Eddie Murphy has had a return to form, starring in and producing his passion picture, Dolemite Is My Name about the life of Rudy Ray Moore. The star-studded cast, directed by Craig Brewer (Hustle & Flow) also features Wesley Snipes, Keegan-Michael Key, Craig Robinson, Mike Epps, Tituss Burgess, and Da’Vine Joy Randolph, in addition to a few famous cameos.
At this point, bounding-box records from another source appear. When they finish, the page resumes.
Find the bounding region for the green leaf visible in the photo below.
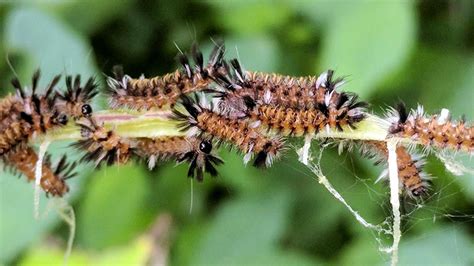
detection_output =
[192,191,289,264]
[0,8,95,262]
[318,1,416,98]
[203,34,279,72]
[5,8,96,79]
[77,164,150,249]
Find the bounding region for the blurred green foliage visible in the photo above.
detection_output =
[0,0,474,265]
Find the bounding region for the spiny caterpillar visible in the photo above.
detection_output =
[217,59,367,120]
[134,136,223,181]
[73,117,133,166]
[388,103,474,153]
[56,75,99,119]
[0,70,68,156]
[173,97,284,167]
[107,44,225,111]
[2,145,76,197]
[362,141,431,197]
[0,70,97,196]
[73,118,223,181]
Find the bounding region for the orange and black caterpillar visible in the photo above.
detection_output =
[216,59,367,115]
[213,59,367,136]
[133,136,224,181]
[173,96,284,166]
[0,70,68,156]
[0,70,97,196]
[388,103,474,153]
[107,44,225,111]
[361,141,431,197]
[73,118,223,181]
[72,117,133,166]
[248,100,365,136]
[2,145,76,197]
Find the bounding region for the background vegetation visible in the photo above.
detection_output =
[0,0,474,265]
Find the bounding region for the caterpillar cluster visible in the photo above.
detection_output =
[361,141,431,197]
[388,103,474,153]
[107,44,225,111]
[73,118,223,181]
[0,70,97,196]
[0,44,474,200]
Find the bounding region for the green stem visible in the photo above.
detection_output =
[46,110,389,141]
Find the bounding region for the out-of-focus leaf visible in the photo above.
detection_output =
[192,191,289,264]
[0,9,94,262]
[19,237,153,266]
[18,244,90,266]
[77,164,150,248]
[399,226,474,265]
[338,236,389,265]
[209,0,290,34]
[318,1,416,98]
[5,8,96,79]
[49,0,132,33]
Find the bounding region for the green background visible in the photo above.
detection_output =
[0,0,474,265]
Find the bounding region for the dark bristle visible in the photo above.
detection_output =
[112,65,125,80]
[11,78,26,99]
[45,75,61,97]
[191,43,204,70]
[397,102,408,124]
[336,92,349,109]
[31,69,41,94]
[316,103,329,117]
[209,41,225,67]
[181,96,199,118]
[253,151,268,168]
[230,58,244,83]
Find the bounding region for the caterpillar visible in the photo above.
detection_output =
[244,102,365,136]
[107,44,225,111]
[388,103,474,153]
[0,70,68,156]
[216,59,368,120]
[134,136,224,181]
[173,96,284,167]
[362,141,431,197]
[56,75,99,119]
[0,70,97,196]
[73,118,223,181]
[2,145,76,197]
[72,117,133,166]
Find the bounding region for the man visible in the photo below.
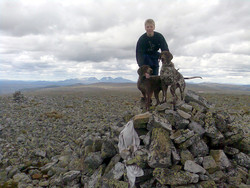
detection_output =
[136,19,169,76]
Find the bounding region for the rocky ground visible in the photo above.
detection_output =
[0,86,250,187]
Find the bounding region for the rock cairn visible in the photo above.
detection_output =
[0,91,250,188]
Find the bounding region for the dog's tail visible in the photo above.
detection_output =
[184,76,202,80]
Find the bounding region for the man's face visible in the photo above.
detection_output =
[145,24,155,36]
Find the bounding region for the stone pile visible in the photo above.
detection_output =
[0,91,250,188]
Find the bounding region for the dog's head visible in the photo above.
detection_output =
[137,65,153,77]
[160,51,173,64]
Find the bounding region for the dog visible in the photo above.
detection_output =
[137,65,162,110]
[160,51,202,110]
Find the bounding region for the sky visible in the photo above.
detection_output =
[0,0,250,84]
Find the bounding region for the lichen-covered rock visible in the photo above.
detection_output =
[126,150,148,168]
[210,150,231,169]
[184,160,206,174]
[180,149,194,165]
[133,112,152,129]
[153,168,199,186]
[83,151,103,175]
[179,134,200,149]
[95,178,129,188]
[104,154,121,174]
[198,180,217,188]
[188,121,205,136]
[148,128,172,168]
[210,170,226,183]
[105,162,125,180]
[205,112,225,146]
[101,140,117,159]
[224,146,240,155]
[84,165,105,187]
[170,129,194,144]
[234,152,250,168]
[190,139,209,157]
[185,90,212,108]
[177,109,191,119]
[202,155,220,173]
[234,134,250,153]
[147,114,172,131]
[62,170,81,184]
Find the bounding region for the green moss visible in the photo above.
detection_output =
[95,178,129,188]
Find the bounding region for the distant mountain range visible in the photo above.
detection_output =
[0,77,134,94]
[0,77,250,95]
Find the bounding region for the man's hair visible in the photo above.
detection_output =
[145,19,155,26]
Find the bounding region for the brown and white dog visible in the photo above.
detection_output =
[160,51,202,110]
[137,65,162,110]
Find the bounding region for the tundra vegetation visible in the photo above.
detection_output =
[0,84,250,188]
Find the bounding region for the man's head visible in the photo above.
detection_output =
[145,19,155,37]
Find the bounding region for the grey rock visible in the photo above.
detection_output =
[188,121,205,136]
[234,152,250,168]
[84,152,103,169]
[210,150,231,169]
[105,162,125,180]
[13,173,32,184]
[62,170,81,183]
[35,149,46,157]
[184,160,206,174]
[147,113,172,131]
[153,168,199,186]
[101,140,117,159]
[177,109,191,119]
[185,90,213,108]
[190,139,209,157]
[148,128,172,168]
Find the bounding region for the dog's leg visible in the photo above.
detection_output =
[180,82,186,101]
[146,92,153,111]
[170,85,177,111]
[162,84,168,103]
[154,90,160,106]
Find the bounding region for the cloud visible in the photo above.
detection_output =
[0,0,250,84]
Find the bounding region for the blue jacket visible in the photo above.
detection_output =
[136,32,169,66]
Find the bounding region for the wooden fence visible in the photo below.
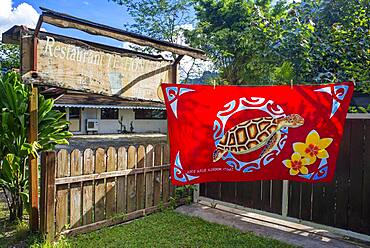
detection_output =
[40,144,174,238]
[200,118,370,235]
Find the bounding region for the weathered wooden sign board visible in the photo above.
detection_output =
[22,35,173,100]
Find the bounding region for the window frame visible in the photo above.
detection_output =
[100,108,119,120]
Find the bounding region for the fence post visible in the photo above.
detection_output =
[281,180,289,217]
[193,183,200,203]
[40,151,56,240]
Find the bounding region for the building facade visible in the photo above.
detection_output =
[54,92,167,135]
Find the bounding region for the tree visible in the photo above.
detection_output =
[0,42,21,70]
[112,0,192,50]
[187,0,370,84]
[0,72,72,221]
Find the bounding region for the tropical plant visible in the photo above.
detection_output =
[0,72,72,221]
[0,42,21,70]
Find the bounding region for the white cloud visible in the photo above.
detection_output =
[0,0,39,40]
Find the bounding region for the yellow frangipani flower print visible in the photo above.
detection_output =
[293,130,333,164]
[283,152,309,176]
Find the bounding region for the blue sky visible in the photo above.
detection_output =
[13,0,131,46]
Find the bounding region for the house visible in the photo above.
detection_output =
[43,89,167,134]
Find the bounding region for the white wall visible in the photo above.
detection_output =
[133,120,167,133]
[66,108,167,134]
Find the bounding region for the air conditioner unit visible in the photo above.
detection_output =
[86,119,99,132]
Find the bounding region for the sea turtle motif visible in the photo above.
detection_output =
[213,114,304,162]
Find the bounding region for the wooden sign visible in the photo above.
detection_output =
[22,35,174,101]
Dolemite as a character, and Rudy Ray Moore as a person, are one of those cult things. Those who know about him really know, but not everybody does. He was one of the standouts of blacksploitation films in the 70s, and those films and his comedy albums have influenced generations of entertainers. Dolemite is a pimp who fought corruption with kung-fu, zingers, and flair. The film and sequels are silly and light-hearted and feature a stable of a*s-kicking ladies, car chases, and of course James Bond-style getting down to business.
“Eddie Murphy has return to form…about the life of Rudy Ray Moore.”
Moore was trying to get black entertainment made in an era when white people who didn’t understand it controlled all the means of production and distribution. He didn’t even know what was involved in making a movie, much less have friends who could help him do it. He hustled his a*s off to get it done, borrowing money, hiring an actor to direct just because he’d been on movie sets, and hiring film students to run the sound and cameras. Then even convincing people to distribute the movie wasn’t easy. At every step, throughout his life, Rudy Ray Moore just refused to quit, believed in himself, and through sheer force of will created something with a lasting effect on the culture.
Of course, this is the Hollywood version of the story, with the rough edges rounded off, where things happen in the biopic-ordained order of dramatic progression (they even blend the original Dolemite and the sequel The Human Tornado together), and where the movie stops just after the climax. While the 70s are front and center, the filmmakers give just a hint this was a different time culturally, by showing movie casting in a strip club. This version of Rudy Ray Moore is a highly stylized version, more like a hybrid between him and Eddie Murphy, but that’s not necessarily a bad thing if entertainment, not slavish devotion to reality, is the objective.